I recently ran into a situation where I had to do some string manipulation. I had to replace some bad text with valid text. All this had to do with creating valid xml element names. So we had to string white space and some other invalid characters and replace them with valid xml element formatting. To do this we ended up using the Regex.Replace static method. Simply because there was some complexity involved that would have entailed using more then 1 String.Replace call when we can do it all with one regular expression. This caused some discussion about how heavy the regex class is and when to use it. I decided to do some testing and these are my results.

First the code

static void Main( string[] args )
{
// this is our test value
string testValue = "This is a test string";

int count;

// run the regex replace
DateTime regexStart = DateTime.Now;


for( count = 0; count < 10000000; count++ )
{
string newValue = Regex.Replace( testValue, " ", "_" );
}

DateTime regexStop = DateTime.Now;
TimeSpan regexTime = regexStop - regexStart;

// run the string replace
DateTime stringStart = DateTime.Now;

for( count= 0; count < 10000000; count++ )
{
string newValue = testValue.Replace( " ", "_" );
}

DateTime stringStop = DateTime.Now;
TimeSpan stringTime = stringStop - stringStart;

// output the results
Console.WriteLine( "Total iterations - " + count );

Console.WriteLine( Environment.NewLine );

Console.WriteLine( "regex total milliseconds for replace on 4 spaces to
_ was : " + regexTime.TotalMilliseconds );

Console.WriteLine( Environment.NewLine );

Console.WriteLine( "string total milliseconds for replace on 4 spaces to
_ was : " + stringTime.TotalMilliseconds );

// wait for keystroke to end
Console.ReadKey();

}


Now the results for 1 million items



Now the results for 10 million items



The results blew me away.
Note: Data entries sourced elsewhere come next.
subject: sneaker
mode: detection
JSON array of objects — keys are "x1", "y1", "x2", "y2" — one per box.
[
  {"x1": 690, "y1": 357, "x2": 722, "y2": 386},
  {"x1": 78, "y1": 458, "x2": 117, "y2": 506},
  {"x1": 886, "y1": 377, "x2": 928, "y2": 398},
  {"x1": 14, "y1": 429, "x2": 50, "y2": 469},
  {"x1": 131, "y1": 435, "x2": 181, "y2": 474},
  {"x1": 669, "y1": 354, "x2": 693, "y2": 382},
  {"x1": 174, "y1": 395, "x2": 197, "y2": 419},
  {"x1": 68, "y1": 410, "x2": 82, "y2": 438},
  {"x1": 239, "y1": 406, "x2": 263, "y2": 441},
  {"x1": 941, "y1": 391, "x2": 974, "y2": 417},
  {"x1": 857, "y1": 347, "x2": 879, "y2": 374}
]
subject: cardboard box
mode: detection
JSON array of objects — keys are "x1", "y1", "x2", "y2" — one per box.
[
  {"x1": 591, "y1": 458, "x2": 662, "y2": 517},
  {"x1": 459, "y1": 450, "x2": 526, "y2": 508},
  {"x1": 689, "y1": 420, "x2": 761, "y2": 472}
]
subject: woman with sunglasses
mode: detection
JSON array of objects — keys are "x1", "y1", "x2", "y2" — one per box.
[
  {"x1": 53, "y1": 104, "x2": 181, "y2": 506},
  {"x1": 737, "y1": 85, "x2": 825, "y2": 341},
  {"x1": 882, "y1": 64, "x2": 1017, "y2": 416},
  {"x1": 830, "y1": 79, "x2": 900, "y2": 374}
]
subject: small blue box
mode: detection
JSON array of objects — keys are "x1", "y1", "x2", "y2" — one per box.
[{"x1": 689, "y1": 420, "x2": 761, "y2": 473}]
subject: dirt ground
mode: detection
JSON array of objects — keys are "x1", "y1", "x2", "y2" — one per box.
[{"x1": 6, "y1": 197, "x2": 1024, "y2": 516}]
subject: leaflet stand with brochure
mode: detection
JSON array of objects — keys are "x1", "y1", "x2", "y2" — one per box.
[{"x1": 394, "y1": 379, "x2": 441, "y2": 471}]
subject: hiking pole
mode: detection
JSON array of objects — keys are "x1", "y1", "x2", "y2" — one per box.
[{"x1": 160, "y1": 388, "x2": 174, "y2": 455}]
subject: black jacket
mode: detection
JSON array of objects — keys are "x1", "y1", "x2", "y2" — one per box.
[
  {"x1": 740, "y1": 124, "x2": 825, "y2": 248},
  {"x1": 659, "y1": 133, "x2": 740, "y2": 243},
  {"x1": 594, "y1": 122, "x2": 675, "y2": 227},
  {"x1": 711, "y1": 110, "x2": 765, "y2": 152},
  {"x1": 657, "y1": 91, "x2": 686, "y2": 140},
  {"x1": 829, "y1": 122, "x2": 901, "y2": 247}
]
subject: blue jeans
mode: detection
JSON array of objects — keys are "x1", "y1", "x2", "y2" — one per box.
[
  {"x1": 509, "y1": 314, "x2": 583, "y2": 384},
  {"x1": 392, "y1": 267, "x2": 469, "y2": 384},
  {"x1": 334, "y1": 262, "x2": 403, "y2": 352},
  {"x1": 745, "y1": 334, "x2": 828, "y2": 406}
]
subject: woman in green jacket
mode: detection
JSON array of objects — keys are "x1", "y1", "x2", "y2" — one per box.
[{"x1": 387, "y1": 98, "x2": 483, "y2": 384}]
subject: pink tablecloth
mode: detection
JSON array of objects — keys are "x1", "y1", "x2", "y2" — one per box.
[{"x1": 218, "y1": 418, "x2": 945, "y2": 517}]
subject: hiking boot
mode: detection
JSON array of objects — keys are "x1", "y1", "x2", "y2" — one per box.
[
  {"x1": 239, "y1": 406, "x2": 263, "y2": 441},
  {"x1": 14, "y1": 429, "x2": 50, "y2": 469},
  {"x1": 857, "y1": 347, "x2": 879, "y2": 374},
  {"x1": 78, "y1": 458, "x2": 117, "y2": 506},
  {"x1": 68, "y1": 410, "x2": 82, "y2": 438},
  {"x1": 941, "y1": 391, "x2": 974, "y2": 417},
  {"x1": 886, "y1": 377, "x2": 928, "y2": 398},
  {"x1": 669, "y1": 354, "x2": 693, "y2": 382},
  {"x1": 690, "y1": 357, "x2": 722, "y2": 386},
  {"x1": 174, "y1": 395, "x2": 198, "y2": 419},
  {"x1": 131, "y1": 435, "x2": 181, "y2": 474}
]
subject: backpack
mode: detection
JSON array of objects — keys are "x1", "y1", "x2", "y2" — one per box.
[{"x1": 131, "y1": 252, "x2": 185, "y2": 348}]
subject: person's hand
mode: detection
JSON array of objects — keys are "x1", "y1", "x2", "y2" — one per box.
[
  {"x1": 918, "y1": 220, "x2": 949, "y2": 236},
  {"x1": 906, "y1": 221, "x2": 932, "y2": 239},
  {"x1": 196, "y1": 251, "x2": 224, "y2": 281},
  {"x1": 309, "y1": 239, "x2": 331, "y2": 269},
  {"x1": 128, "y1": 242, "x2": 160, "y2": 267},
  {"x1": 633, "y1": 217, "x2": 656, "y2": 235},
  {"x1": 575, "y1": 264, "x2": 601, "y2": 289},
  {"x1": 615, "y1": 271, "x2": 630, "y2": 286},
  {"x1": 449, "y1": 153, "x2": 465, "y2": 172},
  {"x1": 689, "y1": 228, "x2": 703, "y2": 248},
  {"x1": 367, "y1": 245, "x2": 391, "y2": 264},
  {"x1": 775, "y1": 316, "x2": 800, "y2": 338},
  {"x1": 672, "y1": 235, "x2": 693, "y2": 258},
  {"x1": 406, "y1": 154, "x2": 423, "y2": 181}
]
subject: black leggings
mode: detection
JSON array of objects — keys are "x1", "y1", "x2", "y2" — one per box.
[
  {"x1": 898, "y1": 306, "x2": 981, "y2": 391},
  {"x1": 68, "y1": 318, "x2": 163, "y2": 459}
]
String replace trounced the regex replace method. Now this was only for 1 character and turning 4 spaces into 4 underscores. For simple transformations like this I would always use String.Replace. However if you needed more complex things of course you should probably use the Regex.Replace. Of course always pick the right tool for the job, but this showed some interesting results.

2 comments:

MeBerserk said...

You should pre-compile the regex:
new Regex(pattern, RegexOptions.Compiled);

When you use Regex.Replace the code is generated on each call which is why it takes so long.

Justin said...

Hi,

I just finally saw this the other day and you have a good point. I tried it with the .Compiled option and still didn't see a great speed boost using that option. I will update the code and pictures ASAP with the new results.